Wahlplakate für die linke PSOE. Links: „Die Regierung deiner Straße” / Rechts: „Der Präsident [der kleinen Leute | der normalen Menschen | des breiten Volkes]”
Plakat für die rechte PP mit der Spitzenkandidatin für die Präsidentschaft der Comunidad Madrid, die auch aktuell die Amtsinhaberin ist. (Im Original vermutlich ohne Schnurrbart.) „Ganz Spanien erwartete einen Wechsel. Wir beginnen am 22. Mai” (In Fett ist ihr Name gedruckt.)
Das mit Abstand substanzvollste Wahlplakat — allerdings nur mit Haue auf den politischen Gegner ohne direkte eigene Aussage. Plakat der rechten PP im Stile eines Plakats der linken PSOE mit dem Spanischen Regierungschef Zapatero und dem lokalen Spitzenkandidaten und dem Text „5 Millionen Arbeitslose”.
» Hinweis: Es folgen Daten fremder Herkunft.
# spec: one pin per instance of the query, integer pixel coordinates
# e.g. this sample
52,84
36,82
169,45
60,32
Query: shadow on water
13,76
Das war es im Prinzip. Gut, in Deutschland kenne ich aus den letzten Jahren auch primär solche Plakate. Die politische Auseinandersetzung in weiteren Medien besteht übrigens zu einem bedeutenden Anteil aus gegenseitigen Anschuldigungen. (Worüber in der kommenden Plakatschau auch noch etwas zu sehen sein wird.) In diesem Klima, das nach einer Bekannten hier schon Jahre andauern würde, überrascht es nicht, dass sich viele von solchen Parteien keine Lösungen mehr versprechen.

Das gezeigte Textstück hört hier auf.